Scanning electron microscopy
Fifteen disks (2-mm height and 5-mm diameter) of the different CSBS were subdivided into three groups (n = 5). A total of 5 × 104 hPDLSCs were directly added to each disk and cultured for 72 h. The cells were fixed using 4% glutaraldehyde in PBS for 4 h at 4 °C. Subsequently, the samples were dehydrated in increasing ethanol solutions before critical point drying. Specimens were mounted on aluminum stubs, followed by gold-palladium (Au-Pd) coating (Bio-Rad Polaron e5400 SEM Sputter Coating System, Kennett Square, PA, USA). Finally, the samples were observed with scanning electron microscopy (SEM) to elucidate the cell-material interaction.
Bioactivity assays
RT-qPCR gene expression analysis
The expression values of cementoblastic/osteoblastic-related genes (CEMP-1, CAP, and ALP) were measured by RT-qPCR. For this purpose, six discs were immersed in culture medium for 24 h. In order to determine differences in the expression of the above mentioned genes, transcript levels were quantified in cDNA obtained from cell cultures after exposure to the endodontic sealers (dilution 1:1) for 3, 7, 14, and 21 days and from the same cells grown in medium without endodontic sealers (control). The differential expression was calculated with respect to expression in the control using the delta-delta cycle threshold (ΔΔCT) method, normalizing for GAPDH (endogenous control).
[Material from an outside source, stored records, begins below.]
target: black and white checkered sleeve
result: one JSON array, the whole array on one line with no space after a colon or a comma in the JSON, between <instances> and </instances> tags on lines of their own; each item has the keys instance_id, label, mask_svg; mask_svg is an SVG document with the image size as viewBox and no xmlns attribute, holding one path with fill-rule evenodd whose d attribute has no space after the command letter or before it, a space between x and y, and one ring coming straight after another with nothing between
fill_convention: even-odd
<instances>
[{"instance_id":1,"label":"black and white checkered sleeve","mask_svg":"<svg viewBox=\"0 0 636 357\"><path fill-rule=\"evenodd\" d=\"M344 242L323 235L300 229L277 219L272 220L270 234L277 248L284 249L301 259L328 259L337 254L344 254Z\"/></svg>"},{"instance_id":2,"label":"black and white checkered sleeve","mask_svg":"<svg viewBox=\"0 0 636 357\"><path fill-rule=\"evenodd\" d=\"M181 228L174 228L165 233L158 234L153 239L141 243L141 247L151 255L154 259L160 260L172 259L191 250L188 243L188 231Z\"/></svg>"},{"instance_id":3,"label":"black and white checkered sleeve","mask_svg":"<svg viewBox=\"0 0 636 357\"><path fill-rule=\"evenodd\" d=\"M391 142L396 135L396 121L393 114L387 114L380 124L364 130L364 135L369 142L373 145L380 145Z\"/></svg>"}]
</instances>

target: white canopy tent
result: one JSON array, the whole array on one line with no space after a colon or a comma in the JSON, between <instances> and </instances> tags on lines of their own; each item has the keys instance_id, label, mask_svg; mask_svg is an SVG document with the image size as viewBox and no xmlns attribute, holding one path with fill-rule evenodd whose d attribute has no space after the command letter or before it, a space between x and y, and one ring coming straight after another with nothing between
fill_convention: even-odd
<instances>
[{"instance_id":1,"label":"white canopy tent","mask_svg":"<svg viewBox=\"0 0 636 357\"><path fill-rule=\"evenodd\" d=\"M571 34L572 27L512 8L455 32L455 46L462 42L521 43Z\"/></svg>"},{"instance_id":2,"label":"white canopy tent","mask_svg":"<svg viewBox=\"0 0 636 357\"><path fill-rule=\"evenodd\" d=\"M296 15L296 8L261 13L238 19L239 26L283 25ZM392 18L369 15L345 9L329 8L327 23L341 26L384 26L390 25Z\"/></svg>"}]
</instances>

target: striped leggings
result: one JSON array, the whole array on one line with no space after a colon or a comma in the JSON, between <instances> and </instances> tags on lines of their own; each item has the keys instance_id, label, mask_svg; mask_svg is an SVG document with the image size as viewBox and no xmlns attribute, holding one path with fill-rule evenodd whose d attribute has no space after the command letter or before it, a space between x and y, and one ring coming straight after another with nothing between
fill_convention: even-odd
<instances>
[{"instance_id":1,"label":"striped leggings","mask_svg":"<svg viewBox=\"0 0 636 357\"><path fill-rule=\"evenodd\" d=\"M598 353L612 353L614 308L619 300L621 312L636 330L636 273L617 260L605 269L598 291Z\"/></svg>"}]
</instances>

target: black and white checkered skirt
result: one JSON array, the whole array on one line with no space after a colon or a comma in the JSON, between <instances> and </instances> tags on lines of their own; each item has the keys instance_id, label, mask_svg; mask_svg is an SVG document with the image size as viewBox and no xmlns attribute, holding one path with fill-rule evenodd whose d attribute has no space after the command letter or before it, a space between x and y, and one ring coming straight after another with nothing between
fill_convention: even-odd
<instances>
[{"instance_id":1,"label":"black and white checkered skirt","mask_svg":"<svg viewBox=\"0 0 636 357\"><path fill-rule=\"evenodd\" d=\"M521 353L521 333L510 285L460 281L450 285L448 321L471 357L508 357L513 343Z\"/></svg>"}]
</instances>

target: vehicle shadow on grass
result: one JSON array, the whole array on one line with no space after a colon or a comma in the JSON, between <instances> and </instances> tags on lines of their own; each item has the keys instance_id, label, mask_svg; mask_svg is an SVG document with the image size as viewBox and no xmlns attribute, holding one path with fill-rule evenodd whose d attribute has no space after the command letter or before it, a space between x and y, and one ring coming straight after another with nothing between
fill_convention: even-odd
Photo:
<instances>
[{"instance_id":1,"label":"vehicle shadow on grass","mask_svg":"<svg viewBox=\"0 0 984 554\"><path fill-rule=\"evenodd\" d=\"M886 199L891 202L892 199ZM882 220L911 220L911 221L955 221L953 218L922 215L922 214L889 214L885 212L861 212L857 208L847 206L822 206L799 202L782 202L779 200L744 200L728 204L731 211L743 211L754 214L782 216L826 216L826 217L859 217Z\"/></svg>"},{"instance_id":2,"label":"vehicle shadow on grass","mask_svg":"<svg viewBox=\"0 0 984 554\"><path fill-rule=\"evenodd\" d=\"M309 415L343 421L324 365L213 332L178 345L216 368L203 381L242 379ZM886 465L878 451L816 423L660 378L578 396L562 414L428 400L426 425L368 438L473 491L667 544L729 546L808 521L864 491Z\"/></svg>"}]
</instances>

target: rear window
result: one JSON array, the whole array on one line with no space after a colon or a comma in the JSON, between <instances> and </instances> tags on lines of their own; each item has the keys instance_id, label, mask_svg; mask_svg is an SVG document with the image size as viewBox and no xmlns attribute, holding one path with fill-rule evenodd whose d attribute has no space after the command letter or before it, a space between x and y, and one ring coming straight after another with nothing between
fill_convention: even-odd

For RT-qPCR, total RNA was isolated using the RNeasy Mini Kit (Qiagen, Hilden, Germany), and cDNA was synthesized from 1 μg of RNA by using iScript™ Reverse Transcription Supermix for RT-qPCR (Bio-Rad).
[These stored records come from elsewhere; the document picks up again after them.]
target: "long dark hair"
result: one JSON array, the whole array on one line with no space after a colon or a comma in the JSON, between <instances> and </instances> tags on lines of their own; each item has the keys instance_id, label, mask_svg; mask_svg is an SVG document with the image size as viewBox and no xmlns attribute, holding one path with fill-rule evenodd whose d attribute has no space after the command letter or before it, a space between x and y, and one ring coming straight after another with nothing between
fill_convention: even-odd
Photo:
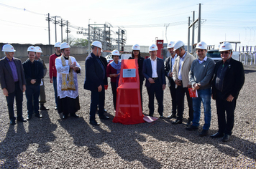
<instances>
[{"instance_id":1,"label":"long dark hair","mask_svg":"<svg viewBox=\"0 0 256 169\"><path fill-rule=\"evenodd\" d=\"M134 50L132 50L132 59L134 59L134 54L133 54L133 51L134 51ZM140 50L139 50L138 57L140 57Z\"/></svg>"}]
</instances>

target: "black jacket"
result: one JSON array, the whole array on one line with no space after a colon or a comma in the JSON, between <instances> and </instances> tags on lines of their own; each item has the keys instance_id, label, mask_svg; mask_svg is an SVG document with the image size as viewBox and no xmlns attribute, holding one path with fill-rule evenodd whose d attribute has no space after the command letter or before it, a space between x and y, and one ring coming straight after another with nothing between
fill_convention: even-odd
<instances>
[{"instance_id":1,"label":"black jacket","mask_svg":"<svg viewBox=\"0 0 256 169\"><path fill-rule=\"evenodd\" d=\"M230 95L234 98L238 97L240 90L244 83L244 67L240 62L230 59L226 74L223 80L222 91L221 95L224 100L226 100ZM223 64L222 60L215 64L214 78L212 81L212 93L214 99L216 99L216 89L215 82L218 69Z\"/></svg>"}]
</instances>

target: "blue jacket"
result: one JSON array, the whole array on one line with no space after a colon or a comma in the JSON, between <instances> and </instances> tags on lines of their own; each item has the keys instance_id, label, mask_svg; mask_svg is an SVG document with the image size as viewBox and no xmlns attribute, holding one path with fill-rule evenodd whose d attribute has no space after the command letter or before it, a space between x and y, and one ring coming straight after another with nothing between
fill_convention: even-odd
<instances>
[{"instance_id":1,"label":"blue jacket","mask_svg":"<svg viewBox=\"0 0 256 169\"><path fill-rule=\"evenodd\" d=\"M97 59L96 56L93 53L91 53L86 59L86 77L83 85L85 90L98 91L99 85L102 85L102 87L104 87L104 72ZM105 67L104 64L104 66ZM106 74L106 70L104 71Z\"/></svg>"},{"instance_id":2,"label":"blue jacket","mask_svg":"<svg viewBox=\"0 0 256 169\"><path fill-rule=\"evenodd\" d=\"M157 57L157 73L159 79L159 82L160 84L166 84L165 81L165 66L163 64L163 60L160 58ZM149 87L150 86L150 83L148 81L150 77L152 78L152 65L150 57L144 60L143 63L143 69L142 69L143 75L146 78L146 84L145 86Z\"/></svg>"}]
</instances>

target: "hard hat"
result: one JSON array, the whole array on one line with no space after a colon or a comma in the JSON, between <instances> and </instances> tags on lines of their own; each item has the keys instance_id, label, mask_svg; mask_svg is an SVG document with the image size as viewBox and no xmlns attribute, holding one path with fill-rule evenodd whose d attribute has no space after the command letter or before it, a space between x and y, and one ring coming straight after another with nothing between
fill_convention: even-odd
<instances>
[{"instance_id":1,"label":"hard hat","mask_svg":"<svg viewBox=\"0 0 256 169\"><path fill-rule=\"evenodd\" d=\"M56 42L54 47L60 47L60 42Z\"/></svg>"},{"instance_id":2,"label":"hard hat","mask_svg":"<svg viewBox=\"0 0 256 169\"><path fill-rule=\"evenodd\" d=\"M27 48L27 52L37 52L37 50L35 49L35 47L34 46L30 46L30 47L29 47L29 48Z\"/></svg>"},{"instance_id":3,"label":"hard hat","mask_svg":"<svg viewBox=\"0 0 256 169\"><path fill-rule=\"evenodd\" d=\"M178 49L179 49L180 47L184 46L184 43L182 41L178 41L176 43L175 43L174 46L173 46L173 50L175 51Z\"/></svg>"},{"instance_id":4,"label":"hard hat","mask_svg":"<svg viewBox=\"0 0 256 169\"><path fill-rule=\"evenodd\" d=\"M140 47L139 46L139 44L135 44L132 46L132 50L140 50Z\"/></svg>"},{"instance_id":5,"label":"hard hat","mask_svg":"<svg viewBox=\"0 0 256 169\"><path fill-rule=\"evenodd\" d=\"M38 53L42 53L42 51L41 49L41 47L35 47L35 50L37 51L36 52L38 52Z\"/></svg>"},{"instance_id":6,"label":"hard hat","mask_svg":"<svg viewBox=\"0 0 256 169\"><path fill-rule=\"evenodd\" d=\"M207 44L206 42L201 41L196 44L196 49L207 50Z\"/></svg>"},{"instance_id":7,"label":"hard hat","mask_svg":"<svg viewBox=\"0 0 256 169\"><path fill-rule=\"evenodd\" d=\"M157 46L155 45L155 44L153 44L150 47L150 51L157 51L157 50L158 50Z\"/></svg>"},{"instance_id":8,"label":"hard hat","mask_svg":"<svg viewBox=\"0 0 256 169\"><path fill-rule=\"evenodd\" d=\"M167 45L167 49L173 48L174 47L175 42L173 41L170 42L170 43Z\"/></svg>"},{"instance_id":9,"label":"hard hat","mask_svg":"<svg viewBox=\"0 0 256 169\"><path fill-rule=\"evenodd\" d=\"M99 47L102 49L102 44L99 41L93 41L93 43L91 43L91 46Z\"/></svg>"},{"instance_id":10,"label":"hard hat","mask_svg":"<svg viewBox=\"0 0 256 169\"><path fill-rule=\"evenodd\" d=\"M60 49L66 49L66 48L70 48L69 44L67 42L61 43Z\"/></svg>"},{"instance_id":11,"label":"hard hat","mask_svg":"<svg viewBox=\"0 0 256 169\"><path fill-rule=\"evenodd\" d=\"M12 47L9 44L4 44L3 46L3 49L1 50L2 52L16 52L14 49L14 47Z\"/></svg>"},{"instance_id":12,"label":"hard hat","mask_svg":"<svg viewBox=\"0 0 256 169\"><path fill-rule=\"evenodd\" d=\"M119 52L118 50L112 51L111 54L114 55L114 56L119 56L120 55Z\"/></svg>"},{"instance_id":13,"label":"hard hat","mask_svg":"<svg viewBox=\"0 0 256 169\"><path fill-rule=\"evenodd\" d=\"M232 45L231 45L230 43L227 42L221 44L221 46L219 46L219 52L226 51L226 50L232 50L232 49L233 49Z\"/></svg>"}]
</instances>

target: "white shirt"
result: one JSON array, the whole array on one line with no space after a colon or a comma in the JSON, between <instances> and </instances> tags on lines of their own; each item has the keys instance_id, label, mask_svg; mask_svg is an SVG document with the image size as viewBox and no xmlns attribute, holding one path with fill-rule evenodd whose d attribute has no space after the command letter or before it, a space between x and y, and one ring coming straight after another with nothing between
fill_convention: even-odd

Real-time PCR was performed in triplicate with an ABI PRISM 7700 instrument (Applied Biosystems) using SYBR® Premix Ex Taq™ (Takara, Clontech) following the supplier’s recommendations as we previously reported [19]. Primer sequences for human genes encoding cementum protein 1 (CEMP1), cementum-derived attachment protein (CAP), alkaline phosphatase (ALP), and glyceraldehydes-3-phosphate dehydrogenase (GAPDH) were as follows (forward/reverse): CEMP1 (5′-GGGCACATCAAGCACTGACAG-3′/5′-CCCTTAGGAAGTGGCTGTCCAG-3′); CAP (5′-TTTTTCTGGTCGCGTGGACT-3′/5′-TCACCAGCAACTCCAACAGG-3′); ALP (5′-TCAGAAGCTCAACACCAACG-3′/5′-TTGTACGTCTTGGAGAGGGC-3′); GAPDH (5′-TCAGCAATGCCTCCTGCAC-3′/5′-TCTGGGTGGCAGTGATGG-3′).
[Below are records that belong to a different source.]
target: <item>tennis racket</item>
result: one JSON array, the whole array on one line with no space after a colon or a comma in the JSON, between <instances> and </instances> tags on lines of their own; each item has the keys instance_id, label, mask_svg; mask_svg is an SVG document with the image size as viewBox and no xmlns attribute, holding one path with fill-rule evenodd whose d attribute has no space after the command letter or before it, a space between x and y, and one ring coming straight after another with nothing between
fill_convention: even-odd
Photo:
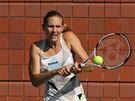
<instances>
[{"instance_id":1,"label":"tennis racket","mask_svg":"<svg viewBox=\"0 0 135 101\"><path fill-rule=\"evenodd\" d=\"M93 62L96 56L103 58L102 64L97 65ZM108 70L118 69L129 60L130 56L131 45L128 38L122 33L110 33L98 41L93 52L80 64L80 67L83 71L91 71L91 66Z\"/></svg>"}]
</instances>

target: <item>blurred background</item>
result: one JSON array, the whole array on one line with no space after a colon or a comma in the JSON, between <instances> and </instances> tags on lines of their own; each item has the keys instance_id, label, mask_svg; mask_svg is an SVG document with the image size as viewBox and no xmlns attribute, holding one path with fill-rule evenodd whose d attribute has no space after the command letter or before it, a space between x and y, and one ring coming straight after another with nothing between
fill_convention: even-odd
<instances>
[{"instance_id":1,"label":"blurred background","mask_svg":"<svg viewBox=\"0 0 135 101\"><path fill-rule=\"evenodd\" d=\"M135 101L135 0L0 0L0 101L42 101L44 86L32 86L28 61L30 45L45 37L49 10L62 13L87 51L104 34L127 35L132 55L124 68L97 68L79 79L88 101Z\"/></svg>"}]
</instances>

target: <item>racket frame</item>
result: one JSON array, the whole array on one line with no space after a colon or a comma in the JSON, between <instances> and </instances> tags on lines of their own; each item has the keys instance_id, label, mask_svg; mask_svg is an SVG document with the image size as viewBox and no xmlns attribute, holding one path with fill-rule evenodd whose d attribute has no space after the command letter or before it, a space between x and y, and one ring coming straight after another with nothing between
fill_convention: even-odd
<instances>
[{"instance_id":1,"label":"racket frame","mask_svg":"<svg viewBox=\"0 0 135 101\"><path fill-rule=\"evenodd\" d=\"M99 46L99 44L101 43L101 41L104 40L104 39L106 39L107 37L109 37L109 36L111 36L111 35L120 35L120 36L122 36L122 37L126 40L127 45L128 45L128 48L129 48L129 52L128 52L127 58L126 58L122 63L120 63L119 65L114 66L114 67L105 67L105 66L103 66L103 65L97 65L97 64L94 64L94 63L86 64L86 62L87 62L89 59L91 59L92 57L97 56L97 55L96 55L96 50L97 50L97 47ZM94 50L92 51L92 53L88 56L88 58L87 58L85 61L83 61L83 62L80 64L80 66L81 66L81 68L86 67L86 66L87 66L87 67L88 67L88 66L89 66L89 67L90 67L90 66L94 66L94 67L101 67L101 68L108 69L108 70L118 69L118 68L122 67L122 65L124 65L124 64L129 60L129 58L130 58L130 56L131 56L131 53L132 53L132 50L131 50L130 41L128 40L128 38L127 38L126 35L124 35L124 34L122 34L122 33L110 33L110 34L107 34L107 35L103 36L103 37L98 41L98 43L96 44L96 47L94 48Z\"/></svg>"}]
</instances>

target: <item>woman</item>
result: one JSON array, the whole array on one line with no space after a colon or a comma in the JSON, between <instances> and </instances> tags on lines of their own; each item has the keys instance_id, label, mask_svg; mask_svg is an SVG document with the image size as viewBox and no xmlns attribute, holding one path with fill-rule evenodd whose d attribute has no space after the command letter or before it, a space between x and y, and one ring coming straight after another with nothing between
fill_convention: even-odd
<instances>
[{"instance_id":1,"label":"woman","mask_svg":"<svg viewBox=\"0 0 135 101\"><path fill-rule=\"evenodd\" d=\"M77 36L64 26L62 15L50 11L44 17L46 39L30 49L29 73L33 86L46 84L44 101L86 101L76 74L81 72L74 54L81 61L88 56Z\"/></svg>"}]
</instances>

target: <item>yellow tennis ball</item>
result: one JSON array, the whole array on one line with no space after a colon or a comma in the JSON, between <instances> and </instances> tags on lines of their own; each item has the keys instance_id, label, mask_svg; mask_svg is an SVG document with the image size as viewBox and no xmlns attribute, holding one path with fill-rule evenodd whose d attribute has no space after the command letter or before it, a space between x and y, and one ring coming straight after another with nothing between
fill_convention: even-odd
<instances>
[{"instance_id":1,"label":"yellow tennis ball","mask_svg":"<svg viewBox=\"0 0 135 101\"><path fill-rule=\"evenodd\" d=\"M104 60L101 56L95 56L93 59L93 62L97 65L101 65L103 64Z\"/></svg>"}]
</instances>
Alizarin Red S (ARS) mineralization assay
Alizarin Red S was performed to evaluate cell mineralization. For this purpose, six discs were immersed in culture medium for 24 h. hPDLSCs (2 × 105/well) were seeded in a 24-well plate, and after 90% confluence, the cells were treated with extracts of CBSBS (dilution 1:1) for 21 days, and changing the medium was changed every 3 days. A negative control (without extracts) and a positive control for osteogenic differentiation using OsteoDiff media (Miltenyi Biotech) were carried out. Next, hPDLSCs were fixed with 70% ethanol for 1 h at 4 °C, washed 3 times for 10 min in phosphate-buffered saline, and stained for 30 min with 2% Alizarin Red solution (Sigma AB, Malmö, Sweden) before washing three times with ultrapure water. Absorbance was measured at 550 nm using a spectrophotometer.
Statistical analysis
The statistical analyses were conducted using SPSS version 22.0 software (SPSS, Inc., Chicago, IL, USA). Each experiment was performed with three replicates in three to six separate experiments. Quantitative data are presented as the mean ± standard deviation (SD). After verifying the homogeneity of variances, MTT, cell migration, and qPCR assays were assessed using two-way ANOVA followed by a Tukey post hoc test. Data of ARS were submitted to one-way ANOVA and the Tukey tests. The results were deemed significant when p < 0.05.
Results
Analysis of ion release and pH
At 1 h, Endoseal showed the highest pH (pH 9.66), followed by Ceraseal (pH 8.22) and EndoSequence BC Sealer (pH 6.3). At the final time point (7 days), all endodontic sealers showed an alkaline pH, although the pH of Endoseal was significantly higher (10.18) the values of the other CSBS (p < 0.05) (Table 2). Ca2+ release was higher in the case of Ceraseal than with EndoSequence BC Sealer and Endoseal (p < 0.05). However, the release of Zr was more pronounced in Ceraseal. In addition, the presence of aluminum only was detected in Endoseal (Table 3).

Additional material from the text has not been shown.